Moscow-The Federal Antimonopoly Service (FAS) of Russia has approved the proposed combination of Uralkali and Silvinit. As a prerequisite to the approval, FAS has issued to Uralkali a set of conditions aimed at maintaining competition in the domestic market. The company will have to regulate its potash sales across various consumer categories in Russia (including agricultural producers, compound fertilizer manufacturers, and trade customers). It will also need to impose consistent pricing practices applicable to each consumer group, as well as other practices to enable potash shipments to domestic customers. According to another condition of the FAS, Uralkali has to develop and sign off on the Corporate Code of Conduct to be able to meet its unilateral commitment concerning the proposed deal. Uralkali says the deal is still expected to be completed at the end of the second quarter of 2011, despite a partial injunction (GM March 28, p. 14) in a case brought by Silvinit shareholders seeking to scuttle the merger. A hearing on that matter is slated for April 12. “Our success in obtaining the FAS approval for the combination of Uralkali and Silvinit is the most crucial stage of the deal,” said Vladislav Baumgertner, Uralkali CEO. “The FAS approval means that the Service was satisfied with [the] domestic market support package developed by Uralkali. Uralkali is committed to the progress of the domestic MOP market. The goal of the package is to meet the domestic customer demand and support national agriculture.”

Bayer to close MIC production sites in U.S.

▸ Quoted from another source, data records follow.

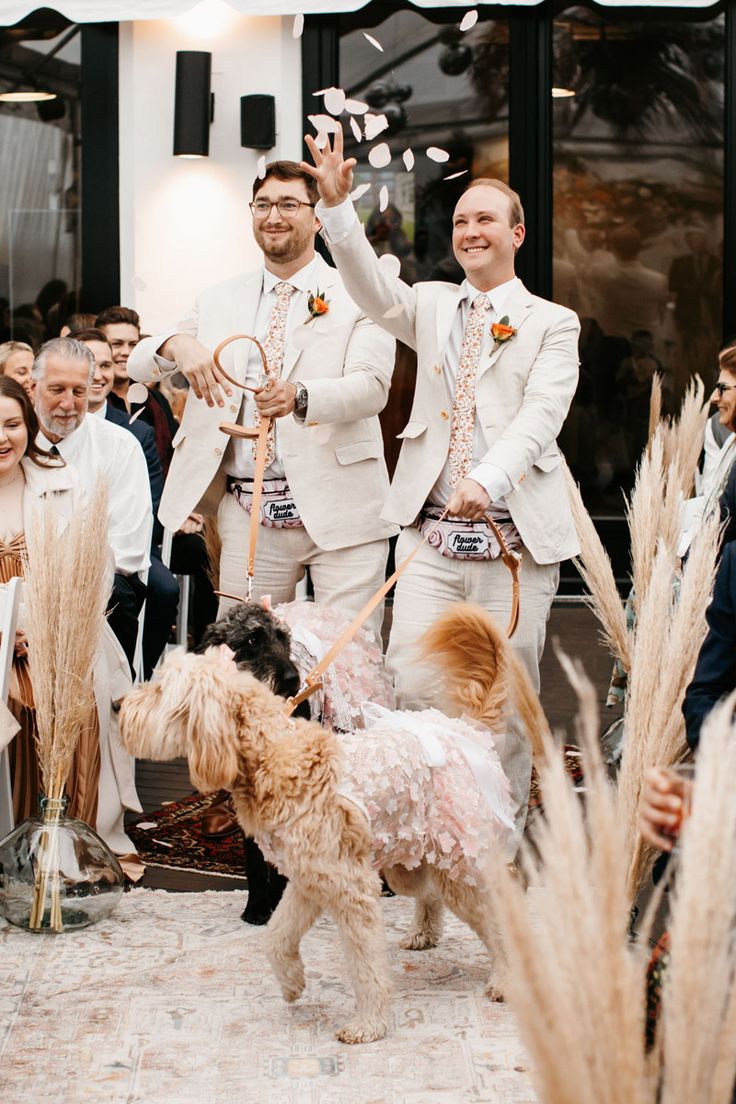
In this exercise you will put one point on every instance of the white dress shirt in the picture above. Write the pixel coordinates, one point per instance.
(337, 223)
(238, 456)
(98, 449)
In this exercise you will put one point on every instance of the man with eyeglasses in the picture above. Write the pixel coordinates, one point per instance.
(328, 375)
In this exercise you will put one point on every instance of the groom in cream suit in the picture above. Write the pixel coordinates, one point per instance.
(496, 375)
(329, 373)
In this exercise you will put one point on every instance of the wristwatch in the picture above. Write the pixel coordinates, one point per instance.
(300, 400)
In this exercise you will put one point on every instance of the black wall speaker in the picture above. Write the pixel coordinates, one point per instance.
(192, 105)
(257, 121)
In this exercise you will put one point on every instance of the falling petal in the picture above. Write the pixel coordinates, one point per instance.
(334, 101)
(380, 156)
(469, 20)
(374, 42)
(391, 263)
(374, 125)
(137, 393)
(323, 123)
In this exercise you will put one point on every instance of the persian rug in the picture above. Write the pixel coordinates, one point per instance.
(170, 1001)
(171, 837)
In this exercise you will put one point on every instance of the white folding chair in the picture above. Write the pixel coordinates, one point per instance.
(182, 611)
(10, 595)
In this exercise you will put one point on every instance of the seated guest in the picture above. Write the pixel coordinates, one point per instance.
(62, 375)
(100, 787)
(16, 362)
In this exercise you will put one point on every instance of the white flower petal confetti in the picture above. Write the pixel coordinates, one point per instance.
(324, 124)
(358, 192)
(391, 263)
(137, 393)
(374, 42)
(380, 156)
(374, 125)
(334, 101)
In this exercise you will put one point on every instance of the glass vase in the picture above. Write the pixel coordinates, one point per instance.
(56, 874)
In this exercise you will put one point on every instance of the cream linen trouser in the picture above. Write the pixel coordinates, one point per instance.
(344, 577)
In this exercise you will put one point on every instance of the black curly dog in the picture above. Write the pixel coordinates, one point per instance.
(263, 646)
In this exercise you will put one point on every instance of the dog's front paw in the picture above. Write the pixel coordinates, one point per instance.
(362, 1031)
(419, 941)
(494, 990)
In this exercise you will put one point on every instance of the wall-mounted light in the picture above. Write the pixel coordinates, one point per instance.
(257, 121)
(193, 104)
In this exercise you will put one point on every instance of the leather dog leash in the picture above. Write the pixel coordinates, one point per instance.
(262, 436)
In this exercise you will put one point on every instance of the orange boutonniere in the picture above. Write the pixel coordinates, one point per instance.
(317, 305)
(502, 331)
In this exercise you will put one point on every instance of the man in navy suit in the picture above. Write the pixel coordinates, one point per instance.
(162, 594)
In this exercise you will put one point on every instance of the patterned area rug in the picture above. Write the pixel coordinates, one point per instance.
(171, 837)
(169, 1001)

Institute, W. Va.-Bayer CropScience has decided not to restart the transitional production of methyl isocyanate (MIC), an ingredient in its Temik® brand insecticide, at the company’s production facility in Institute, W.Va. As a result, the company will start immediately to decommission the MIC production units at Institute, and to close its MIC production facility in Woodbine, Ga. Bayer was planning to restart the newly reconfigured MIC unit at Institute earlier this year, but “uncertainty over delays” had led it to the conclusion that a restart could no longer be expected in time for the 2011 growing season. Temik® is used by growers of cotton, soybeans, and peanuts for nematode control. The plant’s restart had been complicated by a civil lawsuit filed by several West Virginia residents, and a restraining order issued by a federal judge while the case was being investigated. “This was a very difficult decision, particularly as our employees did everything possible to ensure the operational safety of our newly-constructed MIC unit during the remaining production period,” said Achim Noack, member of the board of management of Bayer CropScience. “Our business case was based on our ability to supply the market needs beginning in 2011, and with the recent delays, that plan is no longer economically viable.” The decision means 220 jobs will be cut at Institute and 80 at Woodbine, and growers will be left with only existing stockpiles of Temik® to use this season. Growers were aware that the insecticide’s days were numbered following a 2010 agreement between Bayer and the U.S. EPA to phase-out Temik® production by 2012, allowing sales of the insecticide through 2014 and its use until August 2018. The agreement came in the wake of a new dietary risk assessment conducted by EPA. The closure of the Institute and Woodbine production sites comes earlier than expected, however. “We regret that the decision taken today to not restart production of MIC will not allow farmers access to Temik® anymore”, said Bill Buckner, president and CEO of Bayer CropScience in the U.S. “However, we are committed to delivering the right solutions from our innovation portfolio in support of modern agriculture for our customers.”